// the find
trekhleb/homemade-machine-learning
🤖 Python examples of popular machine learning algorithms with interactive Jupyter demos and math being explained
From-scratch Python implementations of classic ML algorithms — linear regression, logistic regression, k-means, anomaly detection, and a basic MLP — each paired with an interactive Jupyter notebook and the math explained alongside the code. This is a learning resource, not a library; the implementations are intentionally naive so the mechanics are visible. It's for people who want to understand what's happening inside sklearn, not use it faster.

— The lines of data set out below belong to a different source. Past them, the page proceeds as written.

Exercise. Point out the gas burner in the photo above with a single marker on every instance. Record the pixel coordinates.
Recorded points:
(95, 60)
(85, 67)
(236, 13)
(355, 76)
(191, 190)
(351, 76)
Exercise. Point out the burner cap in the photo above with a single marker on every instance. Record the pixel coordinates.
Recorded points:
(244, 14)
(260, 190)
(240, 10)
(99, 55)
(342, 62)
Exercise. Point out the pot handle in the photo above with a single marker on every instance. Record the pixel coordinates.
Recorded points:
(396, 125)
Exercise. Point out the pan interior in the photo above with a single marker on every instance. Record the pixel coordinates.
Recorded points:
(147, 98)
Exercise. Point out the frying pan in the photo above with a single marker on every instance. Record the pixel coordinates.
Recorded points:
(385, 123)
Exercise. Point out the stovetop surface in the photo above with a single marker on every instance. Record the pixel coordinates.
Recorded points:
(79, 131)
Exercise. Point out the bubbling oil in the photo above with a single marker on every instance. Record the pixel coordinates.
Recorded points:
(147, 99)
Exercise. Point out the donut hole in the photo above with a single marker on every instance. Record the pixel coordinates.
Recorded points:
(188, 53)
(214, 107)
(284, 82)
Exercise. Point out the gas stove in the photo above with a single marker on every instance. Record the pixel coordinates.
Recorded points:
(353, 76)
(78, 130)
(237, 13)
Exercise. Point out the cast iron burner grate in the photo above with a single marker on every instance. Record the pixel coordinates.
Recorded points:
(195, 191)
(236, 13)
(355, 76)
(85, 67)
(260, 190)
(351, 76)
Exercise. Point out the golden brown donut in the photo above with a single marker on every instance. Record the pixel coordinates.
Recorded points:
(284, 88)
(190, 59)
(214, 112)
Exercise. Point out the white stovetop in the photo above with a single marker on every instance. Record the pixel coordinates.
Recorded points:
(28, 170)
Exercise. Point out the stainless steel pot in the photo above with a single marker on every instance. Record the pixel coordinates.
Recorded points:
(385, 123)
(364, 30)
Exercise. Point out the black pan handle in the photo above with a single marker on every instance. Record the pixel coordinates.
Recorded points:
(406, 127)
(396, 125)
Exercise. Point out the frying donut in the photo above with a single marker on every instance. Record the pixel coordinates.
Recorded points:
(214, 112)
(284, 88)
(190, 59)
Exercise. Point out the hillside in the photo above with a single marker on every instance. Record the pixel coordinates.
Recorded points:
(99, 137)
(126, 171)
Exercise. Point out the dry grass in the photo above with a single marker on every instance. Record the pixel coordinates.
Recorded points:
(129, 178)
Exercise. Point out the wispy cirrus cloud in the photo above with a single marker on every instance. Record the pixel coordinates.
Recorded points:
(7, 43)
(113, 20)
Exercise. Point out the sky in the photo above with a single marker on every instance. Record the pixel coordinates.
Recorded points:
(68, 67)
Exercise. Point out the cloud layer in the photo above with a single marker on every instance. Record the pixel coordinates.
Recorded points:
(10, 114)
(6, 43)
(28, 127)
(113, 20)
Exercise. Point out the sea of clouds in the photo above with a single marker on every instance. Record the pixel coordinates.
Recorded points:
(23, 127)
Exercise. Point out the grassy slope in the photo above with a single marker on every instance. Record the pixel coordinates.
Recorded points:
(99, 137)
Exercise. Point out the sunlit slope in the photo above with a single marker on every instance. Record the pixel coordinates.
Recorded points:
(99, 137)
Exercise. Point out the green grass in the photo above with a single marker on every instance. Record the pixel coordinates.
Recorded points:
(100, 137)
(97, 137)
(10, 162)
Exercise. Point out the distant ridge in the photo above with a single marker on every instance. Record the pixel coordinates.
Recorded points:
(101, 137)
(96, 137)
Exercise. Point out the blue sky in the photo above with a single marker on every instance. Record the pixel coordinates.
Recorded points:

The math-to-code pairing is the real value here: each algorithm has a README explaining the formulas, then a Python file that maps those formulas directly to numpy operations — no magic, no abstraction layers hiding the gradient descent loop. The Jupyter demos are well-chosen: they use real datasets (MNIST, Fashion MNIST, Iris, World Happiness) so you can see the algorithm doing something meaningful rather than fitting a sine wave. The feature engineering utilities (polynomial expansion, sinusoid features, normalization) are implemented as reusable pieces rather than inlined, which keeps the algorithm implementations clean. Binder support means someone can run everything in a browser with zero local setup, which matters a lot for a teaching resource.
The repo covers only Andrew Ng's Coursera curriculum circa 2017 — there's no tree-based stuff (decision trees, random forests, gradient boosting), no SVMs, no attention, nothing that wasn't in that course. The MLP implementation is a basic backprop loop with sigmoid activations and no batching beyond what you manually set up, so it hits its ceiling fast on anything real. Last meaningful commit appears to be years old; the codebase hasn't tracked Python or numpy API evolution, and requirements.txt will likely need manual pinning to avoid breakage. If you're past the basics-of-gradient-descent stage, you'll outgrow this in an afternoon.